El discurso de Alberto Fujimori justificando el golpe de Estado del 5 de abril es esclarecedor. El argumento principal para concentrar bajo su mando los tres poderes del Estado y tomar control de los medios de comunicación fue el obstruccionismo del Congreso. En su discurso, el adversario no era Sendero Luminoso que había declarado la guerra al Estado, era el sistema político mismo y particularmente la separación de poderes, aún cuando ya había logrado aprobar legislación anti-terrorista y tributaria sin mayoría congresal. La imagen de un estancamiento insalvable se usó para justificar un golpe de Estado que selló una alianza con las Fuerzas Armadas, un grupo de empresarios poderosos y una tecnocracia vinculada a instituciones financieras internacionales que habían diseñado la política económica del gobierno.
Fujimori asumió que había consenso sobre la necesidad de reorientar el modelo económico y defendió la necesidad de una "transformación profunda" de las estructuras económicas. No hubo consenso [^3] pero tampoco oposición mayoritaria. Quizás ya en este momento operaba una “memoria del desastre” [^4] que incluye no sólo la violencia armada sino también el doloroso recuerdo del colapso económico simbolizado en los paquetazos y los billetes de millones de intis del gobierno de Alan García. Esa memoria del desastre habría sido también decisiva en el siglo XXI, tanto para la firma a sangre y fuego –en Bagua, pero no sólo allí—del TLC con los Estados Unidos, como para la construcción del nuevo proyecto modernizador nacionalista en clave neoliberal que es la marca Perú, una propuesta que captura la imaginación de diversos grupos sociales en el país.[^5]

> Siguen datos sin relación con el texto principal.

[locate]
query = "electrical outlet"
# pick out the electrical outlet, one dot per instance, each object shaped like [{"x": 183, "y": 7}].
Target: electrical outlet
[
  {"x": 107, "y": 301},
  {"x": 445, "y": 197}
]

El retorno a la democracia trajo procesos electorales altamente contenciosos, cada vez menos competitivos y con resultados altamente irrelevantes frente a las demandas ciudadanas. Y es que la transición política dejó intacto el modelo económico sancionado en la Constitución fujimorista de 1993. Ese es el ‘sistema’ al que se alude cuando se acusa a la ciudadanía organizada de ‘antisistema’ por protestar contra decisiones gubernamentales que afectan derechos fundamentales. Así, el terruqueo y el recurso a declaratorias de Estado de Emergencia y a la militarización para ‘gestionar’ conflictos sociales por proyectos extractivos de minerales, territorios y derechos, son prácticas constantes que ilustran bien, siguiendo de cerca a Foucault, cómo la guerra silenciosa se inscribió en las instituciones, las desigualdades, el lenguaje y los cuerpos por defender el modelo económico.
Pero también son visibles formas de resistencia y abierto cuestionamiento impulsadas desde la sociedad, apelando a la promesa esquiva de la democracia. A falta de intermediarios políticos institucionalizados (léase, un verdadero sistema de partidos, no un sistema de emprendimientos electoreros) y frente a un evidente proceso de descomposición política, que también se revela en la institucionalización transversal de la corrupción en el Estado, diversas formas de organización y articulación social logran a veces hacer contrapeso al poder gubernamental y reorientar el curso de sus acciones. Aunque no se trate de una relación de fuerza equilibrada o permanente, aunque los contrapesos sociales no se articulen como un solo puño o con un solo mensaje, algunos llegan a tener poder de veto gubernamental, como cuando se dice colectivamente: “Todos somos Bagua”, “Conga no va”, “#NoAKeiko” o “No al Nuevo Régimen Laboral”.
40 años después del inicio del conflicto armado interno el Perú no está dividido en dos frentes, no ha sido ´pacificado´ por el modelo ni se ha impuesto un consenso que resuelva las tensiones que lo recorren. Los enfrentamientos persisten y la impronta de la guerra se deja sentir, en un escenario que tiene contrapesos y conflictos superpuestos y entreverados que revelan la lucha viva por conducir el país a puertos que imaginamos distintos.